Corte Costituzionale, 05/12/2018, n.222

Aggravante del danno patrimoniale di rilevante gravità

In tema di bancarotta fraudolenta, ai fini della contestazione dell’aggravante del danno patrimoniale di rilevante gravità non è sufficiente la mera indicazione delle somme oggetto di distrazione, anche se d’importo elevato, in assenza sia del richiamo della disposizione circostanziale dell’art. 219 legge fall., sia della precisazione nel fatto di una qualsiasi notazione dalla quale sia possibile evincere che l’aggravante sia stata contestata, sia pure in fatto.
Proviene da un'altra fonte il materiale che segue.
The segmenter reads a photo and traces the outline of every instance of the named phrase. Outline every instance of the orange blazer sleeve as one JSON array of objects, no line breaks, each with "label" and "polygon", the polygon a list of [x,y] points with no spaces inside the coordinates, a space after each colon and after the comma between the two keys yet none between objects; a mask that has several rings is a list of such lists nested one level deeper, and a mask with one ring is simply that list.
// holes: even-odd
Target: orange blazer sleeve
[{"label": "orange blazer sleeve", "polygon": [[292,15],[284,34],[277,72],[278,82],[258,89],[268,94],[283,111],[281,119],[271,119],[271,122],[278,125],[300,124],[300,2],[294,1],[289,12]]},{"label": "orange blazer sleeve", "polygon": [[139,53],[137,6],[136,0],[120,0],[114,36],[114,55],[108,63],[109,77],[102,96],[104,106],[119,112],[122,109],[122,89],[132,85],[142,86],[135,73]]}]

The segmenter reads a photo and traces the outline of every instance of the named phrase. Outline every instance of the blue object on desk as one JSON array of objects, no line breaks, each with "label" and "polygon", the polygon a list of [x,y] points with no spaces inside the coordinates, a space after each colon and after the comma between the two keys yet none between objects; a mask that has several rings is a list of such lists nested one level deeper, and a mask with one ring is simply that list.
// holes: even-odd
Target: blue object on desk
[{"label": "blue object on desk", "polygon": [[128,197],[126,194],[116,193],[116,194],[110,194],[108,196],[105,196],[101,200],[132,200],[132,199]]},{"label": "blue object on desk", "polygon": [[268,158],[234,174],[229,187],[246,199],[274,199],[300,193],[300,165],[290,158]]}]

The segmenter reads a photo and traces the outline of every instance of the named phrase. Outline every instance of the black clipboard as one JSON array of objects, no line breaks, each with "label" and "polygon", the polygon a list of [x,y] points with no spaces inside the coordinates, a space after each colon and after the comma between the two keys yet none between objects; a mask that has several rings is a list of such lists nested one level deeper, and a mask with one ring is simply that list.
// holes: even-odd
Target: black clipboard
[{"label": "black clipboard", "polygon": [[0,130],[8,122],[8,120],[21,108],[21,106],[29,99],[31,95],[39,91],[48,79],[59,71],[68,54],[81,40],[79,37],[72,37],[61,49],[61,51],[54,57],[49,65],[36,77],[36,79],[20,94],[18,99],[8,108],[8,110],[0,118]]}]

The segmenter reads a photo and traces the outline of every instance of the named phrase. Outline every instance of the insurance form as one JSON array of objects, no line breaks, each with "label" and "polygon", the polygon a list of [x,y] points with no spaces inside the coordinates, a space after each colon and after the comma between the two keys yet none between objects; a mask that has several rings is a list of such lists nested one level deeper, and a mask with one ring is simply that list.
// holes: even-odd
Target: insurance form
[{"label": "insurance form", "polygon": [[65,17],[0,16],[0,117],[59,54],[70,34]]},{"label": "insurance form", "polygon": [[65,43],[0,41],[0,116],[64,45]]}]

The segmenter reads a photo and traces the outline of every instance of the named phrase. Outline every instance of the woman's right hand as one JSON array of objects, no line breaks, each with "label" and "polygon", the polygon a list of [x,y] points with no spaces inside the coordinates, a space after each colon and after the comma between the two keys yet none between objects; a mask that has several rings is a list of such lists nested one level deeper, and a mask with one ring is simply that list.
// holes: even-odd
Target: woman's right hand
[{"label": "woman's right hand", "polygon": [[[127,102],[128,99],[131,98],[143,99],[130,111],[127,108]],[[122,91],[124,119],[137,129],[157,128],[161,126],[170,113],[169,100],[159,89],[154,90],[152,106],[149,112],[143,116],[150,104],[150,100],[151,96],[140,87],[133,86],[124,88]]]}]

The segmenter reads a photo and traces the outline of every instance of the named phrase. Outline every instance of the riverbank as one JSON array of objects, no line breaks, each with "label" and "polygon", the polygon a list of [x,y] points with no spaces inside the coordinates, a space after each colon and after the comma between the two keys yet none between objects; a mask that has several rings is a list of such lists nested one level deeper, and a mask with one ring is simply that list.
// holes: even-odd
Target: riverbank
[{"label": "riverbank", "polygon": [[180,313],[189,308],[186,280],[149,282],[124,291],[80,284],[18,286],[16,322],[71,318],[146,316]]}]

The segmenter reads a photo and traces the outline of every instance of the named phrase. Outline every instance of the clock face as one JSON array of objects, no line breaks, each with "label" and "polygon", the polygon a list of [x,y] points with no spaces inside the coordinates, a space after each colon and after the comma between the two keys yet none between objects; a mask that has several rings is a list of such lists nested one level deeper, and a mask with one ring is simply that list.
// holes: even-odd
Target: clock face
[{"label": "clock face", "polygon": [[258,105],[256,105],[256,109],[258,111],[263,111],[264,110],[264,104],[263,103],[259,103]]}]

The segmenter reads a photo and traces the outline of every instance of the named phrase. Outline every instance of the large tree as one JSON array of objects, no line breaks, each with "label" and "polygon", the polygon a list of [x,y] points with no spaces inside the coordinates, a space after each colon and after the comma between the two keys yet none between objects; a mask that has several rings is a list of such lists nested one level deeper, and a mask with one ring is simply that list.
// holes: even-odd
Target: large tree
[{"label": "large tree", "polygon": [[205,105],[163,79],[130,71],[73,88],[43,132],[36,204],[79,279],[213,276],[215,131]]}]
Cassazione penale sez. V, 14/12/2018, n.14353

Sequestro preventivo

In materia di reati fallimentari, è legittimo il sequestro di un’intera azienda quando ci siano indizi che dei beni aziendali, proprio per la loro collocazione strumentale, vengano in qualche modo utilizzati per la consumazione del reato di bancarotta fraudolenta, a nulla rilevando che l’azienda in questione svolga anche normali attività imprenditoriali. Ad affermarlo è la Cassazione, per la quale, dunque, ai fini dell’adozione del sequestro preventivo occorre un collegamento tra il reato e la cosa da sequestrare e non tra la società e il reato.

Pertanto, il sequestro preventivo potrà avere per oggetto i singoli mezzi strumentali della società di comodo.